We shouldn’t be surprised when great leaders implode, when their inner lives cave in dramatic fashion. We should grieve, pray, and love, but we shouldn’t think ourselves better and we shouldn’t be caught off guard.
David, a man after God’s own heart, imploded spiritually, and this adversely impacted lots of lives in the process. Sadly, when leaders implode, they aren’t the only ones impacted. And if David, the king of Israel, can self-destruct—surely I can too. After all, I haven’t penned any psalms, expressed kindness to an enemy to the degree in which David expressed kindness to Saul, led God’s people into war and then worshiped, or killed the representative head of a pagan army. My leadership resume falls way short of David’s.

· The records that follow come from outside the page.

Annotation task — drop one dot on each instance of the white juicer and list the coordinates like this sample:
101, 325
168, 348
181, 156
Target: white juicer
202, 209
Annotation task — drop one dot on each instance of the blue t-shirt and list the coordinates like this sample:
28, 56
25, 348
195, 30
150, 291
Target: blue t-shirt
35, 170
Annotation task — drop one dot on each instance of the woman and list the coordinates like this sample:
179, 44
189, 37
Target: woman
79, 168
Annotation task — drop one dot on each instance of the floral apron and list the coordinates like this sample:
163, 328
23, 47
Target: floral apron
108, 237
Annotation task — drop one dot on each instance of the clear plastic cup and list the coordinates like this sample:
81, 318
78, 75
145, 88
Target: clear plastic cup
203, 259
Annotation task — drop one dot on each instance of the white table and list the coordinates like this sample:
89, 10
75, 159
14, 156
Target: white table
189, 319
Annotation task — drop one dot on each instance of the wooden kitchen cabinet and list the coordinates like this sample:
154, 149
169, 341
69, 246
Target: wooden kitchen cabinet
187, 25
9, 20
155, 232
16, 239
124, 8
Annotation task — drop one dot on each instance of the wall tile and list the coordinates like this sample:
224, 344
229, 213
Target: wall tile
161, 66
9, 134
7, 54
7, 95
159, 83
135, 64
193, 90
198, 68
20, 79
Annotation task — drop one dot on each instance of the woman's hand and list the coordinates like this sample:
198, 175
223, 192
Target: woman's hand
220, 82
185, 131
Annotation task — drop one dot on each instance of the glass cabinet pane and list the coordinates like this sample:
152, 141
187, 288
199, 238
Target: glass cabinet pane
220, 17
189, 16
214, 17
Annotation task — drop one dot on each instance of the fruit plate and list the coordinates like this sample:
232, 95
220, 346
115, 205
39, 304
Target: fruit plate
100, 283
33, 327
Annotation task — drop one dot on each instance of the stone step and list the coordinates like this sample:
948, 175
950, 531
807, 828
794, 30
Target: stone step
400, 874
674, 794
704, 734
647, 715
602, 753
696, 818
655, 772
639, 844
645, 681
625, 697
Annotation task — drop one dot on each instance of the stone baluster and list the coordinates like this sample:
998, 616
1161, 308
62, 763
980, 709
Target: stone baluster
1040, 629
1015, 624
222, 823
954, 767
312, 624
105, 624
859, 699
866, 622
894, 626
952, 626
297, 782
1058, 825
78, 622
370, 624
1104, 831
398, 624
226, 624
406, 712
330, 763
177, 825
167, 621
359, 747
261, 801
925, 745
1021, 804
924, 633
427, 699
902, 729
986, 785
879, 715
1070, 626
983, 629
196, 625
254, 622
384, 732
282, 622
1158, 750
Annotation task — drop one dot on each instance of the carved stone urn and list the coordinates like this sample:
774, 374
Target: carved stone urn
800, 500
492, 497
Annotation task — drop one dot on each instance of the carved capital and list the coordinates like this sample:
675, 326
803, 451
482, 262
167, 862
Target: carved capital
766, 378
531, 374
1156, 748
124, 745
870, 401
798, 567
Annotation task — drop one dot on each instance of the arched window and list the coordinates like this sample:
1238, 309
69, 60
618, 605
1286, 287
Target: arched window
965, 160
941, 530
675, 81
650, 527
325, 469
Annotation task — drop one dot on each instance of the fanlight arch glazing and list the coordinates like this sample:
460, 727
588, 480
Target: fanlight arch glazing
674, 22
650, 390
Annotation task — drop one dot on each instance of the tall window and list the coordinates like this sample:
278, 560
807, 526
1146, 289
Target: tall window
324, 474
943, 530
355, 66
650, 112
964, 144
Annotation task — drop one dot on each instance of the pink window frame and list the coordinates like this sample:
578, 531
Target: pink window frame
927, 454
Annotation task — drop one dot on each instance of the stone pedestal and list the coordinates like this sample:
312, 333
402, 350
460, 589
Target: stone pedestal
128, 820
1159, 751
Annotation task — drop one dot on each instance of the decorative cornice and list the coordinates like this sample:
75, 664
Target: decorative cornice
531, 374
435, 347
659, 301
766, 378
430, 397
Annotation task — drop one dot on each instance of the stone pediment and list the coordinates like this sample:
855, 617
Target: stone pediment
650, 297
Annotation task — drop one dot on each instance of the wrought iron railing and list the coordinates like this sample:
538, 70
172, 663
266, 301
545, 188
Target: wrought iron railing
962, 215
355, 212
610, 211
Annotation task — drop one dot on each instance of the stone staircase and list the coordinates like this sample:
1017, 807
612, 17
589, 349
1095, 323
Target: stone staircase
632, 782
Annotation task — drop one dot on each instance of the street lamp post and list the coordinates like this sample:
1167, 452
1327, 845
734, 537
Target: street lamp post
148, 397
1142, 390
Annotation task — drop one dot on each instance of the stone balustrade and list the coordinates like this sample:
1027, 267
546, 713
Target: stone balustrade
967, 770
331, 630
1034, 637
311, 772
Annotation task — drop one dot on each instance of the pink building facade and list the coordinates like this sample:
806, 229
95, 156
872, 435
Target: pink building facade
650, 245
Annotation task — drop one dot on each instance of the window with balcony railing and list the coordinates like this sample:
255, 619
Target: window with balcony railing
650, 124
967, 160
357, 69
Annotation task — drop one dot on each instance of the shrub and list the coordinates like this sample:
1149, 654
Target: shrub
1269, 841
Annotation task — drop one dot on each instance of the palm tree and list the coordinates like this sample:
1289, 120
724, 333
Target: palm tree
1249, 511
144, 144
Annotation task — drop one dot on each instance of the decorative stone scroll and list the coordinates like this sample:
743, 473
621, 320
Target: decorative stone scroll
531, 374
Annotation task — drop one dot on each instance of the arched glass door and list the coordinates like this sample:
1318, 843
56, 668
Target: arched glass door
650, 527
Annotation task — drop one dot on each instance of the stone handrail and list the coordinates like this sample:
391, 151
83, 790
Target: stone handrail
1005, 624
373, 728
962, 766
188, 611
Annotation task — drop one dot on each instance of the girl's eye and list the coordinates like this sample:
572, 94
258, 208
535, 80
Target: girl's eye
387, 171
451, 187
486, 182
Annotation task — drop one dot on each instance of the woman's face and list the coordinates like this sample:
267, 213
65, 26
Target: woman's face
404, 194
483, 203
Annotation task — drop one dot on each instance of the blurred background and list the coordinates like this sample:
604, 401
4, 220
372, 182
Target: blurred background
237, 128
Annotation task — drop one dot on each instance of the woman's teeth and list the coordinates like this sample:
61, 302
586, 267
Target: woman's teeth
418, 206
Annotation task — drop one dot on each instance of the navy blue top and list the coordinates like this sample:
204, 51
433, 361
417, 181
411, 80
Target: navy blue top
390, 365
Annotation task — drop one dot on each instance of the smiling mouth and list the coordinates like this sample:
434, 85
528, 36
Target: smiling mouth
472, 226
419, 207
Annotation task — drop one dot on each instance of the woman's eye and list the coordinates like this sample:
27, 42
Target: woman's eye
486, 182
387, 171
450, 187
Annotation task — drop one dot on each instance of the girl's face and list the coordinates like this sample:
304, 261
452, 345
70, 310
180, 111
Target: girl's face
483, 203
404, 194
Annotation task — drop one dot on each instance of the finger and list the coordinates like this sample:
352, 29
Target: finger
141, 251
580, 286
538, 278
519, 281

Yet we can learn from David’s internal implosion, a disaster that was externally expressed in adultery with Bathsheba, subsequent murder, and an elaborate cover-up. The first few verses of 2 Samuel 11 provides some insight. If you want to self-destruct as a leader, follow these simple principles:
1) Isolate yourself
David isolated himself. He sent all his men off to war, but he remained in Jerusalem (2 Samuel 11:1). Some servants remained with David, but not the men who would speak truth into his life, not the men who would challenge his soul.
If you only surround yourself with people who validate anything you want or desire, you’re actually isolated with merely the impression of community. Dietrich Bonhoeffer wrote, “Sin demands to have a man by himself,” and a leader can be by himself in the midst of others if he stops seeking or receiving counsel and correction from wise leaders.
2) Leave boredom unchecked
At other times in David’s life, he thought about the Lord through the watches of the night (Psalm 63:6). But not on the night he discovered Bathsheba. On that night he strolled around the roof, bored, looking for something—looking for something to capture his heart and attention (2 Samuel 11:2).
Blaise Pascal said, “All of humanity’s problems stem from man’s inability to sit quietly in a room alone.” When we lose our awe for God, when we are bored with Him, then something else, something less, will capture our hearts. If we sense our awe for Him waning, we are wise to do whatever we can to stir our affections for Him.
3) Think you are awesome
David reached a dangerous place in his leadership where he believed he was above some of his responsibilities. For example, it was spring, a time when kings go to war, but he stayed home. He knew Bathsheba was married, but it didn’t matter. He had grown accustomed to getting what he wanted, whenever he wanted it. Pride and entitlement grows like a cancer in our souls.
We are wise to ask the Lord to search our hearts. If isolation, boredom, or pride are taking root in your heart—by all means, repent now. Receive His grace and forgiveness. They are richer and deeper than all your sin.